The median household income was $26,625 and the median family income was $31,563. Males had a median income of $26,563 versus $25,417 for females. The per capita income for the borough was $13,943. There were 19.1% of families and 22.1% of the population living below the poverty line, including 36.4% of under eighteens and none of those over 64.

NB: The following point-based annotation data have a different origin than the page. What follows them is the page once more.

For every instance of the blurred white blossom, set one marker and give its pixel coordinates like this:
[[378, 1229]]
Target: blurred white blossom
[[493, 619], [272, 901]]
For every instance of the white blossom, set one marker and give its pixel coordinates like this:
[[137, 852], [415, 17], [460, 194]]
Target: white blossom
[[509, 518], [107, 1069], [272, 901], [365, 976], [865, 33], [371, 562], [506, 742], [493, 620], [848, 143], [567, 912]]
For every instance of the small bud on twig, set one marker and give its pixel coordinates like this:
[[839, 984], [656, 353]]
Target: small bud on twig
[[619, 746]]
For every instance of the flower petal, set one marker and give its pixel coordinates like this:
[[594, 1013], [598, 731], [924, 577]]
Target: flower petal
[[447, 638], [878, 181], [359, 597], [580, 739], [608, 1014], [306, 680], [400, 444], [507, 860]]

Forksville Borough is protected by the Forksville Volunteer Fire Company.

Historical population
| Census | Pop. | Note | %± |
| 1880 | 108 |  | — |
| 1890 | 191 |  | 76.9% |
| 1900 | 152 |  | −20.4% |
| 1910 | 109 |  | −28.3% |
| 1920 | 94 |  | −13.8% |
| 1930 | 105 |  | 11.7% |
| 1940 | 108 |  | 2.9% |
| 1950 | 145 |  | 34.3% |
| 1960 | 131 |  | −9.7% |
| 1970 | 158 |  | 20.6% |
| 1980 | 137 |  | −13.3% |
| 1990 | 160 |  | 16.8% |
| 2000 | 147 |  | −8.1% |
| 2010 | 145 |  | −1.4% |
| 2020 | 111 |  | −23.4% |
| 2021 (est.) | 111 | Steady | 0.0% |
Sources:

==Notable person==
Red Grange, College and Pro Football Hall of Famer, was born in Forksville before moving to Wheaton, Illinois, at age five. Grange is widely considered to be the first superstar of the National Football League.